He knew he would have paid for it eventually, so Madison Bumgarner smartly decided to get out before things got bad.
That’s not something you can say a whole lot about the San Francisco Giants ace (by default) in general this season as he currently owns a dominating 3.02/0.95 ERA/WHIP with a .191 BAA. In short, he’s simply been one of the best pitchers in the game this season, and more often than not, things have gone right for the lefty.
Still, that wasn’t the case in May, when he gave up four runs or more in three of his five starts, finishing the stretch with a 5.17/1.31 ERA/WHIP that screamed course correction.
The culprit? Home runs. It seems so simple, but considering that Bumgarner’s lone win in his 1-3 May came in the only start that month in this he didn’t give up a long ball, I think it’s fair to say that if there is a vice that might be his Achilles’ heel, that would be it.
Which, as it turned out, made his recent string of starts a bit of a tightrope act.

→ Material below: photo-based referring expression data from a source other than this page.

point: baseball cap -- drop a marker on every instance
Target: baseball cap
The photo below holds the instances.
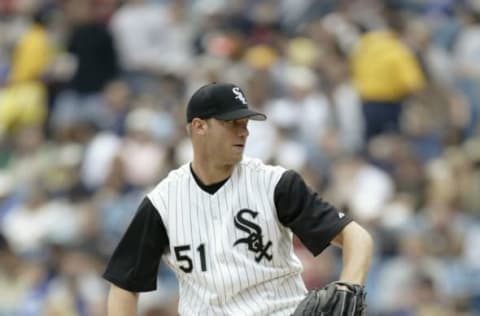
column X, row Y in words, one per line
column 223, row 101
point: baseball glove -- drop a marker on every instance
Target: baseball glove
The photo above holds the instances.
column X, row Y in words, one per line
column 335, row 299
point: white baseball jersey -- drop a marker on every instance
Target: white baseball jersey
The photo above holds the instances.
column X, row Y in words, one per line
column 231, row 248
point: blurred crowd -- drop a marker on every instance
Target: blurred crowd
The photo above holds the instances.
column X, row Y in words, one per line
column 375, row 103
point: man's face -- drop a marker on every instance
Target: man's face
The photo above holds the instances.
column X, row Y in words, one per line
column 226, row 140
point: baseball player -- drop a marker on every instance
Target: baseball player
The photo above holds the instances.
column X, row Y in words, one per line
column 224, row 223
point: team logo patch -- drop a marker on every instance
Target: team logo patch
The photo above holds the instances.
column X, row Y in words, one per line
column 239, row 95
column 254, row 240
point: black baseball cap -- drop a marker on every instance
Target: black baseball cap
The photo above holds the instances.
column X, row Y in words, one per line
column 223, row 101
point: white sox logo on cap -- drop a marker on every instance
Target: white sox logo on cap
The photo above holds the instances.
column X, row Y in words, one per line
column 239, row 95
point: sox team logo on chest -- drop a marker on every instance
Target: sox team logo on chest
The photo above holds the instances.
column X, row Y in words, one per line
column 254, row 240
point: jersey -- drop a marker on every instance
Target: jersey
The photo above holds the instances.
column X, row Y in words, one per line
column 230, row 249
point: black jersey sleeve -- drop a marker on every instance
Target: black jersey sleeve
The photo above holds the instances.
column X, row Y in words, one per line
column 134, row 264
column 310, row 218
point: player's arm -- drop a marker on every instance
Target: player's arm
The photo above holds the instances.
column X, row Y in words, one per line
column 318, row 224
column 122, row 302
column 357, row 251
column 133, row 266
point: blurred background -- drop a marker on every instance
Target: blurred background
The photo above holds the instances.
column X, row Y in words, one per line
column 375, row 103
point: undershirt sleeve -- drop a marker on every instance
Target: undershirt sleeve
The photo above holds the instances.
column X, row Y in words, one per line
column 134, row 264
column 310, row 218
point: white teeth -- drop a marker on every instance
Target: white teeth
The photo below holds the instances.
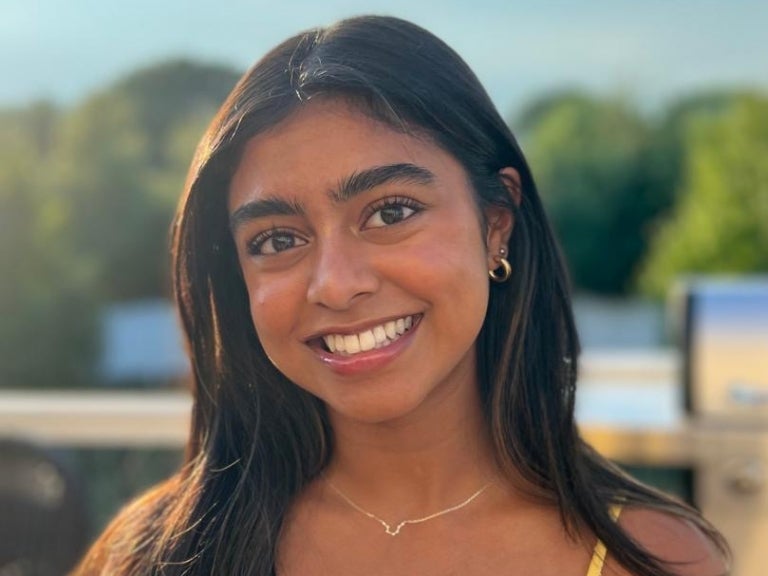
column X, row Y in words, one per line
column 351, row 343
column 379, row 334
column 376, row 337
column 367, row 341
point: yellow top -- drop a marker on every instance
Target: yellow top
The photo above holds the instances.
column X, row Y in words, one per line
column 598, row 555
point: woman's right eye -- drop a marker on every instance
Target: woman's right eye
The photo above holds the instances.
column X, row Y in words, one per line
column 274, row 242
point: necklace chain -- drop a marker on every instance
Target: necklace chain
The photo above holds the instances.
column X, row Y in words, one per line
column 396, row 530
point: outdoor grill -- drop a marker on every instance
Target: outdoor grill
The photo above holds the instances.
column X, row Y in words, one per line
column 725, row 376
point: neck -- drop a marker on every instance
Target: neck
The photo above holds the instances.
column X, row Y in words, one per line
column 416, row 464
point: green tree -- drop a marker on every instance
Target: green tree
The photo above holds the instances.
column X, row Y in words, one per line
column 122, row 163
column 86, row 199
column 719, row 224
column 594, row 162
column 47, row 335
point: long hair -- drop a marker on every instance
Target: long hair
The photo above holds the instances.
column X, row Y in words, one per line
column 256, row 439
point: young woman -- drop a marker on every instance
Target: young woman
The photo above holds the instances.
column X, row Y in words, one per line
column 382, row 343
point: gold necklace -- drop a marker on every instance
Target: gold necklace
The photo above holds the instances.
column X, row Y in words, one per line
column 394, row 532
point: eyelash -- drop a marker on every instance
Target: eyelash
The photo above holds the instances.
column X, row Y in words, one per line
column 390, row 201
column 256, row 245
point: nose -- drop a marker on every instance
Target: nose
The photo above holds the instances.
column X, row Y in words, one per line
column 343, row 274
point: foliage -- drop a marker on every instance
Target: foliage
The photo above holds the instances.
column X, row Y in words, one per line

Prior to his latest turn, Bumgarner had actually gone four straight games in which he has allowed at least one home run. That he has been 3-1 over that span is lucky, but that all four have been quality starts was more or less a minor miracle from the baseball gods … and one that he wasn’t going to be able to sustain.
There were no such worries on Thursday against the San Diego Padres though, as the spacious confines of Petco Park gave the 23-year old just what he needed to break that potentially destructive cycle. He wound up with his 10th victory of the season after a dominating seven-inning, two-run performance, but it was the fact that the home runs finally stopped that the team wanted to see.
And with Bumgarner’s control seemingly focused to a pinpoint (one walk over last two starts), the lack of long balls will only continue to elevate his status with the Giants to the next level.